Metrics, Social Media, Magistrates, Monkeys and Mitigating Risk at CEIC 2012 in Las Vegas

I am not above inventing a headline whose connection with the subject-matter is less important than its potential for attracting readers curious to know what the article has got to do with eDiscovery. In this case, the headline is an honest, if partial, summary of what lies below: metrics are the key to eDiscovery decision-making; social media is the fastest-growing source of potentially discoverable data; Magistrate Judges turn up to share their wisdom with us; monkeys appear twice, once as part of the question “who are you talking to?” and once in an echo of a recent post of mine about cross-border discovery and blocking statutes; risk mitigation is the theme which binds them all together.

I have been at Guidance Software’s CEIC 2012, a pool of civilised learning and meeting in the cultural and topographical deserts of Nevada. There have been more than 1,500 attendees here from 43 countries, with 53 exhibitors and 118 information sessions. I have been here since Saturday; the show has now closed and I am stuck here until tomorrow, giving me the first opportunity to write anything since I arrived. The rest of the time has been filled with preparing and giving my own sessions, attending excellent presentations given by others, and with parties, dinners and useful conversations by the pool.

UK and US eDiscovery side by side

The first big exercise here was finishing off the slides for a three-hour talk which I must give in London next week. I normally reckon on one side per minute and the final result duly came in at 175 slides (that means you get five minutes off, boys and girls).  The talk’s title is Electronic Disclosure: the Tools and Techniques which allows me to pick out the parts which have practical application and to pool the legal, tactical, technical and business reasons for understanding the subject.The course provider is MBL Seminars and this is the first of an intended series of such talks around the country.

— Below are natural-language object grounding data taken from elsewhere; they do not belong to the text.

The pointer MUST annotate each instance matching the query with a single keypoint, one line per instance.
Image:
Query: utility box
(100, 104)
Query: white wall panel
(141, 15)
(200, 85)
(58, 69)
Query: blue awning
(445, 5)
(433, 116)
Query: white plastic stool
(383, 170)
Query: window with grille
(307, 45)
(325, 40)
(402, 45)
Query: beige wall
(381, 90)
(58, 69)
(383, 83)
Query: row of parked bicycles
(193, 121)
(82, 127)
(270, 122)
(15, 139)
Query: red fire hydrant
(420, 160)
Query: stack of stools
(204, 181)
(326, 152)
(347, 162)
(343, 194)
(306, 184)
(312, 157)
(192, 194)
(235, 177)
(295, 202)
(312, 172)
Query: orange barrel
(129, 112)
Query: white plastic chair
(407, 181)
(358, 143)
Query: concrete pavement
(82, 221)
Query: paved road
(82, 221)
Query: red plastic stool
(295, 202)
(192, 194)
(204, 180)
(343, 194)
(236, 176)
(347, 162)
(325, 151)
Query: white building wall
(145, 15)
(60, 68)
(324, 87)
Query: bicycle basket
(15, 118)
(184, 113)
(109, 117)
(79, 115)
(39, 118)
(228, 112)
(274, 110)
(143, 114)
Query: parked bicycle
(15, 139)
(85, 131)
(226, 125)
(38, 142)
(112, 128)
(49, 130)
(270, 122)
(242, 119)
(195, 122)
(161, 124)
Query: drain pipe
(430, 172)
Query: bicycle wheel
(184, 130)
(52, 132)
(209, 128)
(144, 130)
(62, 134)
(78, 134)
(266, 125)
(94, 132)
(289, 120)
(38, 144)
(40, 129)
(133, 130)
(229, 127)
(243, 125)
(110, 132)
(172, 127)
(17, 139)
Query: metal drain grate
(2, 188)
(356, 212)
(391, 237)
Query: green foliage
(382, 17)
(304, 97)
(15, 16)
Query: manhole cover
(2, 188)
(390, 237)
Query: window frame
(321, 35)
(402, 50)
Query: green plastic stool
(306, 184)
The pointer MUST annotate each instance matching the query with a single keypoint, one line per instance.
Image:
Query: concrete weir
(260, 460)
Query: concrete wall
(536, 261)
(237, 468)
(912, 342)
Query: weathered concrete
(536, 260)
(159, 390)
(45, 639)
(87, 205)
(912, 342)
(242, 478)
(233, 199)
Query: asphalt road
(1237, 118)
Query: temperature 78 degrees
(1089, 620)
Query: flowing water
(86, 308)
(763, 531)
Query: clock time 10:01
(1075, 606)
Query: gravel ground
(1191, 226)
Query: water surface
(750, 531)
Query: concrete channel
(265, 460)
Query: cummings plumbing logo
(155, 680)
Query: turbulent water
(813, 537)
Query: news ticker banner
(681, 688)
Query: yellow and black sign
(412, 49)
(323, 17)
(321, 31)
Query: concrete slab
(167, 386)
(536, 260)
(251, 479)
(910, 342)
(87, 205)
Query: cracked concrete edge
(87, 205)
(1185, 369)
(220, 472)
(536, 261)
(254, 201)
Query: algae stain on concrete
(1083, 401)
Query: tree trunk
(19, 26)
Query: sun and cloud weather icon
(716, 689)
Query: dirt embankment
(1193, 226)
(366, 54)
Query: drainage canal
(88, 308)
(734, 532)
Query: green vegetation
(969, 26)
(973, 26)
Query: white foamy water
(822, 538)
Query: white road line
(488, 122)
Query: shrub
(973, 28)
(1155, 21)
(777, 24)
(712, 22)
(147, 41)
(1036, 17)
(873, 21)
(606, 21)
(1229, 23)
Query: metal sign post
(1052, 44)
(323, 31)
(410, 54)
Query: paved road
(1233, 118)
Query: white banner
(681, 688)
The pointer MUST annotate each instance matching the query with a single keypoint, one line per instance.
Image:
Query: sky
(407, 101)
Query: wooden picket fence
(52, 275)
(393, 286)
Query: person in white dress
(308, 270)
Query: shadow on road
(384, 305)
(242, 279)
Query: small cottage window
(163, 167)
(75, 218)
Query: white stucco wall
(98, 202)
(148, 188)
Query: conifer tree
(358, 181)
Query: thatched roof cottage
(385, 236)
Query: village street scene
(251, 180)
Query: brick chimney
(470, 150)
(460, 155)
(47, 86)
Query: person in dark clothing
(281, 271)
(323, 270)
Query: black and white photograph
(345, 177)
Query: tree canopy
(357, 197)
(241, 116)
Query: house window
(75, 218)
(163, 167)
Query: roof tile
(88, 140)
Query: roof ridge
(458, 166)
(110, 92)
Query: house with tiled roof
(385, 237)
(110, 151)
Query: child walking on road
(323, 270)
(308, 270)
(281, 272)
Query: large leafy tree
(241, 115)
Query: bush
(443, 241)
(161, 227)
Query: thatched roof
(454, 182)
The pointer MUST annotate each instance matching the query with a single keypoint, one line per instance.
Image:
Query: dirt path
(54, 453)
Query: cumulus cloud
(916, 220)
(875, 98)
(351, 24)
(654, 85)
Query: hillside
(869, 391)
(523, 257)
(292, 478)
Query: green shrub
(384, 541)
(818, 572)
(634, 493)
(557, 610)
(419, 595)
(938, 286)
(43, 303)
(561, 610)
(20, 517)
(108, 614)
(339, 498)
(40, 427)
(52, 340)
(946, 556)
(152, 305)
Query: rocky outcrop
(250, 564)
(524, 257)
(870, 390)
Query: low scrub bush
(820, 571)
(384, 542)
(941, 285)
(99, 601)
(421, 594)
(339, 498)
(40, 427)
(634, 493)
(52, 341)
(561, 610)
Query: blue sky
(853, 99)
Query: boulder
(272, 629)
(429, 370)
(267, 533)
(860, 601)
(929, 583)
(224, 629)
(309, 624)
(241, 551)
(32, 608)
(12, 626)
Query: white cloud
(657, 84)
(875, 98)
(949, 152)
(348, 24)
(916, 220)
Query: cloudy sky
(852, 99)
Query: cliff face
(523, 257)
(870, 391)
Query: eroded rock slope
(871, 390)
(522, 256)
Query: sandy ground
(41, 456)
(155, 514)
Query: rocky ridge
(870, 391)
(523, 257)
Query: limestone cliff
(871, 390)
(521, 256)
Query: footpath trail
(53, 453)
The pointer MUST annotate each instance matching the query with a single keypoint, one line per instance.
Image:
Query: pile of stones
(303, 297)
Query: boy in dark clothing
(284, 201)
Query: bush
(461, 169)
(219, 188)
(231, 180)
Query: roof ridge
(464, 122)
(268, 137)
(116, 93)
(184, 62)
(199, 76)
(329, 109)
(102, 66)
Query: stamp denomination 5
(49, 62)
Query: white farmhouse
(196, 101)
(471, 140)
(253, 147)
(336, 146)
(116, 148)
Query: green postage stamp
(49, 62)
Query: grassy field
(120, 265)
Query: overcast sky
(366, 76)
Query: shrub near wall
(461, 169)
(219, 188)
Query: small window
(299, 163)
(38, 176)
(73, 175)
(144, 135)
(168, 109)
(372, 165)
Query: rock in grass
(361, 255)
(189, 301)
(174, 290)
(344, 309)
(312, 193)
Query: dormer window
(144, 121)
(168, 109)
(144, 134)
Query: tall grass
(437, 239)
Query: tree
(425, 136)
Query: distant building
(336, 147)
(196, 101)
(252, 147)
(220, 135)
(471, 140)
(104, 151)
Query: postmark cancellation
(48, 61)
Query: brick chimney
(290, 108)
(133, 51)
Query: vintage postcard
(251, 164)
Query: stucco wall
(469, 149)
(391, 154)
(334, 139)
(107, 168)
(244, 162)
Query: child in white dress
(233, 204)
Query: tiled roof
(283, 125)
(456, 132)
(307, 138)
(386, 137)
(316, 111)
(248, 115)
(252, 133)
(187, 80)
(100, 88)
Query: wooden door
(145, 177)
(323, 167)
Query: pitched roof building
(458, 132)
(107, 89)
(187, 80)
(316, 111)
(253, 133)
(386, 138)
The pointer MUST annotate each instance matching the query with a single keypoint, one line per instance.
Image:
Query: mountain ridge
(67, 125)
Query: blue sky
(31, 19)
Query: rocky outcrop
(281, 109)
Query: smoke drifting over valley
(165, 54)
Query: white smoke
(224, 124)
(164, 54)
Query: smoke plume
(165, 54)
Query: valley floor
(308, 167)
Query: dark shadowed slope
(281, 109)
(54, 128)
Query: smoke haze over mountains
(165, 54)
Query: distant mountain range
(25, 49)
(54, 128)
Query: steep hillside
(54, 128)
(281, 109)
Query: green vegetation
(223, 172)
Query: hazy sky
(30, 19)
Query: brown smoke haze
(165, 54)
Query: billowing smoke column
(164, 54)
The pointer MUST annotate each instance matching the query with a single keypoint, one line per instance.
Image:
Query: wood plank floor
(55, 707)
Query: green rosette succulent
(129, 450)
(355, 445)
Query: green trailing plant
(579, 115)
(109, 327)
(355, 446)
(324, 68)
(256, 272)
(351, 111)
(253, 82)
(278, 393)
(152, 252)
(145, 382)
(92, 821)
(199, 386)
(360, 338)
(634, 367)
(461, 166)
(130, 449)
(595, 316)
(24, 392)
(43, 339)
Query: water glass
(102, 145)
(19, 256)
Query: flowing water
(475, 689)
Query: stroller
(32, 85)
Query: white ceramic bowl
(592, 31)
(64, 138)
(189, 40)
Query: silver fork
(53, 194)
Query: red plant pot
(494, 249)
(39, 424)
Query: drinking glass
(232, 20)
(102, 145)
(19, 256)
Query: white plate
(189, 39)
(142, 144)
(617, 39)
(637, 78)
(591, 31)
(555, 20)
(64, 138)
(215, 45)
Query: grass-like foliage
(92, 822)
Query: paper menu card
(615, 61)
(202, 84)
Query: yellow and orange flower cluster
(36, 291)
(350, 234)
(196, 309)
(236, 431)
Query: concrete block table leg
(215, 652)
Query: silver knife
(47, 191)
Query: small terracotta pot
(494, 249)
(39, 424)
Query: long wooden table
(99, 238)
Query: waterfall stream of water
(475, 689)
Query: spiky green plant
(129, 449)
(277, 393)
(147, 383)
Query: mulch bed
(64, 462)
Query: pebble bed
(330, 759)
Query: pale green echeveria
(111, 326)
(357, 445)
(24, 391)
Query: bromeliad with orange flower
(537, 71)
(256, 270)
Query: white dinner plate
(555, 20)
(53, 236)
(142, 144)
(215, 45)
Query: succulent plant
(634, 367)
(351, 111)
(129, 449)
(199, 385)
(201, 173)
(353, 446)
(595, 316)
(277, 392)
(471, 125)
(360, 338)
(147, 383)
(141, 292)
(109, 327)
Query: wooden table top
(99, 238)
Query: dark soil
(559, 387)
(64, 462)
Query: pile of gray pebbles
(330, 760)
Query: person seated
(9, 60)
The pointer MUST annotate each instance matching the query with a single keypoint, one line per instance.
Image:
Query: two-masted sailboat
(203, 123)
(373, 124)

I mention it here because of the cross-over between the subjects covered in that long talk and the things which are my subjects in this (not much shorter) article. That, perhaps, is unsurprising, save for the UK perception that eDiscovery is a US invention which has nothing to do with UK litigation, and the equally curious US notion that US eDiscovery is somehow “two years ahead of the UK”. Both assertions are bollocks, as we restrained Englishmen say.

CEIC 2012

This is, I think, my fourth CEIC. As the pure numbers have grown, so has the ambition of the eDiscovery tracks which sit alongside the technical and forensic sessions which are the primary purpose of the conference. Guidance Software has now trained 50,000 people in the use of its forensic, security and eDiscovery tools and associated techniques. It has also just announced the launch of EnCase App Central which will give some of those 50,000 people fresh scope for their skills and talents. This is a lively place at a lively time.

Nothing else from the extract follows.